The story follows Hu Xiu (Lu Yuxiao), a woman dealing with personal upheaval who joins a Republic of China-themed murder mystery game (Jubensha). Inside the game, she meets Qin Xiao Yi (Chen Xingxu), an NPC/actor whose character draws her in. When she unexpectedly encounters him in real life as Xiao Zhiyu, the lines between their fictional roles and real-world identities begin to blur. The drama explores the psychological "masking" people use in modern society and the authenticity of feelings developed through performance.

== Cast ==

=== Main ===
- Chen Xingxu as Xiao Zhiyu / Qin Xiaoyi
  - In the real world, Xiao Zhiyu is a professional architect known for his serious and dedicated work ethic. In the murder mystery game (Jubensha), he plays Qin Xiaoyi, a mysterious spy operating in the shadows of 1930s Shanghai. His life becomes complicated when he begins to develop real feelings for a player that mirror his character's scripted romance.
- Lu Yuxiao as Hu Xiu
  - A young woman who recently went through a difficult breakup and personal crisis.
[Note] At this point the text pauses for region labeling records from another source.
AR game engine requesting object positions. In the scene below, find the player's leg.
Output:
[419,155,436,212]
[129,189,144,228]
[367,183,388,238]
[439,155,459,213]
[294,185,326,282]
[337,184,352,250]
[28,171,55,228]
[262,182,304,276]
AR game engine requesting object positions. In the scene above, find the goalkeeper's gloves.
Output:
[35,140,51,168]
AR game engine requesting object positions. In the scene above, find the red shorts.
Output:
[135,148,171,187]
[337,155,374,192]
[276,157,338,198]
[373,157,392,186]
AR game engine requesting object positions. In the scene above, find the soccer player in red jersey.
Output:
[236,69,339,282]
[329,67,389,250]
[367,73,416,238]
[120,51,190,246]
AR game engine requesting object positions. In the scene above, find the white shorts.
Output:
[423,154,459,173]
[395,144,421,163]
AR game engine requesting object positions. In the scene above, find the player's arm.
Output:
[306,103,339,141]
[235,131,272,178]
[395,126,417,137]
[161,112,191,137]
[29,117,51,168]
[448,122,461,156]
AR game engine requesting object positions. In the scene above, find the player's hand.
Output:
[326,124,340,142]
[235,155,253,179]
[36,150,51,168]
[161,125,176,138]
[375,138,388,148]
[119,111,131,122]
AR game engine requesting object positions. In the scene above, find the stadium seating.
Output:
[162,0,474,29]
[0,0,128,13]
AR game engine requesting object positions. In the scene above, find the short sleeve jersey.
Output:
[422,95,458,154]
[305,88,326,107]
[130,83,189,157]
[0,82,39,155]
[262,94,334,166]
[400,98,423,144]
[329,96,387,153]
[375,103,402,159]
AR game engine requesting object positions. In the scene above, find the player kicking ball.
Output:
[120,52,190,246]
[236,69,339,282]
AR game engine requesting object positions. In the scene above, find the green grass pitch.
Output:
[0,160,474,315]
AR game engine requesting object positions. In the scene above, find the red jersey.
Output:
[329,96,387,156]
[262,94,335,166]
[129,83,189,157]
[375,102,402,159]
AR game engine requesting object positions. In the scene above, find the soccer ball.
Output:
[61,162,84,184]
Seeking a temporary escape from reality, she joins an immersive murder mystery game. She is an "elite player" whose sharp intuition allows her to see through the game's plots, but she finds herself unable to see through her growing attraction to the game's NPC, Xiao Zhiyu.

=== Supporting ===
- Dai Xu as Pei Zhen
  - CEO of Zhuling Group and stepbrother of Xiao Zhiyu.
- Li Tingting as Zhao Xiao Rou/"Lao Zhao"
  - Hu Xiu's best friend. She supports Hu Xiu through her life and is married to Wang Guang Ming.
- Ma Sichao as Gong Huai Cong
  - Zhiyu's close friend and main owner of the murder-mystery game.
- Ren Youlun as Wang Guang Ming
- Zhao Haohong
  - Part of the ensemble cast playing roles within the Republic of China game scenarios.